Побоелись вы-то укоры сестриной,

Не побоелись вы укоры-то жениной;

У большого-то братьця да у Петровиця

Живет его жона да с Ильёй Муровицём,

У меньшого-то братьця да у Петровиця

Живет у его Жона да с Микитушкой Добрыницём

Вариант:

У большого-то живёт жона с Добрынюшкой,

У меньшого брата жона живёт с Переметушкой; —

Ишше все трои ходим мы в одни гости.[829]

По всей видимости, понятие «куртуазная любовь» было воспринято по-разному мужской и женской половинами социума Древней Руси. Начало ее распространения, скорее всего, можно связать с возрастанием социальной роли Богатырей в образе Гусляров — Ставра, Садко, Псевдо-Добрыни. Каждый из этих образов связан с путешествиями и возвращением героя из странствий к жене. Вполне возможно, что данный образ богатыря появился под косвенным влиянием деятельности трубадуров, как отзвук русского восприятия европейской лирики.

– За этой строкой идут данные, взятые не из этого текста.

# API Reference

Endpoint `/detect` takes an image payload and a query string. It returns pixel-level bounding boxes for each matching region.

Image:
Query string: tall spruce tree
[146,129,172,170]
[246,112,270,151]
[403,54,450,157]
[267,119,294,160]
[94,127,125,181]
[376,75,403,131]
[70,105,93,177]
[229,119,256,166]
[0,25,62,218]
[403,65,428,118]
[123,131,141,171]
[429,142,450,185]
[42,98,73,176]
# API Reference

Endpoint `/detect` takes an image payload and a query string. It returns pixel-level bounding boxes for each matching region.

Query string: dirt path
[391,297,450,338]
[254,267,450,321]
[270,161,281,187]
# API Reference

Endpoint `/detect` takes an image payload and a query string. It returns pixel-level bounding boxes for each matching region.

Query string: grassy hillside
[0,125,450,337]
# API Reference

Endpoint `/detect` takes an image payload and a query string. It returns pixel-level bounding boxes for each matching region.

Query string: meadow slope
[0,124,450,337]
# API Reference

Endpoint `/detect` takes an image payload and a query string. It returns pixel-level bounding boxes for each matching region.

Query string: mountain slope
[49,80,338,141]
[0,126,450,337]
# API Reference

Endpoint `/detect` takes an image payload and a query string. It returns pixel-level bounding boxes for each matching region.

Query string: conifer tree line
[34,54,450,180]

Для мужской части древнерусского общества новое веяние стало логичным следствием существовавших дружинных обычаев, органично вошло в их контекст и понималось своеобразно, в основном, в качестве нового варианта богатырского спора:

Подите-тко ноцесь во седьмом цасу,

Зажмайте-тко да снегу белого,

Киньте-тко вы ей в окошецько…

…Выйдет Олёна на крылецюшко

В одной тоненькой рубашецьке, без пояса…[830]

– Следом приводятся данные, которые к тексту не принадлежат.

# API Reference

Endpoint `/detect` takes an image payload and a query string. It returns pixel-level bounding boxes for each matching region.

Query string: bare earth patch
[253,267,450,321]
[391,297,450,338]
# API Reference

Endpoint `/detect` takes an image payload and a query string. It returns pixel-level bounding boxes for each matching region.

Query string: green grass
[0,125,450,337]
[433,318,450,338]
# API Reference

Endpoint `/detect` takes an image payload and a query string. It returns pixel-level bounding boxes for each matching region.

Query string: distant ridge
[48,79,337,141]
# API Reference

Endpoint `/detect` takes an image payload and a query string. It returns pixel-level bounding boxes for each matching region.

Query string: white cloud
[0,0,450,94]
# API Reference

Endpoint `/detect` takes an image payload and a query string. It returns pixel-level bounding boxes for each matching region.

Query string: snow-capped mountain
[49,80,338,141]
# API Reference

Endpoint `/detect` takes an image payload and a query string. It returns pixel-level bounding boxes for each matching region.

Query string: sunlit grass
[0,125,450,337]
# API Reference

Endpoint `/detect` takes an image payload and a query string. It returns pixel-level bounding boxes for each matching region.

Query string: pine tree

Специфика заключается в том, что в данном случае тема «запретной», «недосягаемой» любви мужчины к женщине и лирический ритуал ухаживаний за предметом обожания не привлекает внимания сказителя, поскольку это считается не характерным для образа богатыря в целом. Стереотип общества в отношении «богатырского» поведения изначально предполагает нарушение любых запретов для достижения поставленной цели. Напротив, стереотип «жертвенной любви», заботы об избраннике, стал основой женского поведения и одновременно темы «недосягаемой», «запретной» любви женщины к мужчине (вне брака).

Для женщины такая «ЛЮБОВЬ» действительно является трагической. Ее наказание — продажа или казнь на торгу,[831] месть мужа,[832] оскорбленного по причине неминуемых насмешек в случае огласки, — ничто в сравнении с целью, которой первоначально, по всей видимости, было замужество за наиболее престижным женихом.

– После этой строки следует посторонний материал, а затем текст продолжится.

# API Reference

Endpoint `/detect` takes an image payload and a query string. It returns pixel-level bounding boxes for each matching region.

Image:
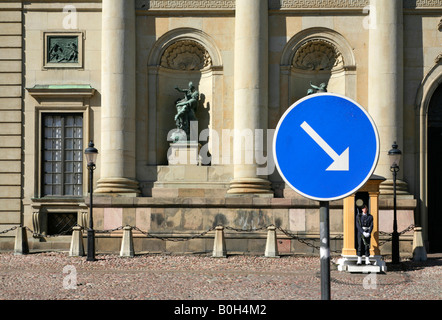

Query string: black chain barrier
[0,224,415,253]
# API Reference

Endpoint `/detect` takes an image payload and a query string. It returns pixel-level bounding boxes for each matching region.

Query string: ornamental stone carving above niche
[293,40,344,71]
[161,40,212,71]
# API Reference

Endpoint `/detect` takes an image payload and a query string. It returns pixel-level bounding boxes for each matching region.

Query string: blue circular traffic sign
[273,93,379,201]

Контраст социального восприятия в сравнении двух изображений былинной княгини Опраксии очевиден. В одном случае она получает однозначно негативную оценку.[833]

В другом случае — поведение княгини не выходит за рамки социальной нормы:

Да смотрячись на красоту Чурилову,

Да старицы по кельям онати они дерут,

А молодые молодицы в голенища…,

Красные девки отселья дерут…[834]

Оно вызывает лишь неодобрение:

Да прекрасная княгиня та Апраксия

Да еще говорила таково слово…

…Да премладому Чурилу сыну Плёнковичу…

…Да бытии ему во постельниках,…

…Да видит Владимир, что беда пришла,

Да говорил Чурилу таково слово:

Да премладый Чурила ты сын Пленкович!

Да больше в дом ты мне не надобно.

Да хоша в Киеве живи, да хоть домой поди.[835]

Нетрудно видеть, что в эпических сюжетах налицо изображение не просто разных точек зрения на сюжет («правильных» или «неправильных», «идеальных» или «испорченных»), но разных вариантов социальной нормы в целом, которые не могут быть совмещены в одной социальной практике.

Таким образом, «порча» эпических сюжетов не является намеренным действием. «Испорченные» сюжеты, по всей видимости, со временем отделяются от своих «протографов» и существуют как отдельные новые произведения, отражающие эпическую действительность более позднего периода. В этом качестве они уже не вызывают в обществе отторжения, поскольку соответствуют отображаемой в них социальной практике. Исходя из этого, можно вести речь о существовании в рамках эпоса той же традиции создавать «свое» произведение «из кусочков чужих», что и во всей древнерусской культуре в целом (не только письменной).

По всей вероятности, до определенного времени эти части культуры Древней Руси развивались в одних и тех же или очень близких условиях социальной практики. Тенденции модернизации в них практически одни и те же, различаются лишь взгляды автора летописного либо эпического текста на ситуацию соответственно «сверху» и «снизу», отражающие уровень его компетенции, заинтересованности и осведомленности. Эволюция эпического мировоззрения показывает переосмысление эпических ситуаций, которое, по всей видимости, связано с разным восприятием происходивших событий в различные периоды исторического развития социальной практики и, соответственно, с историческим развитием сюжетного ряда эпических произведений.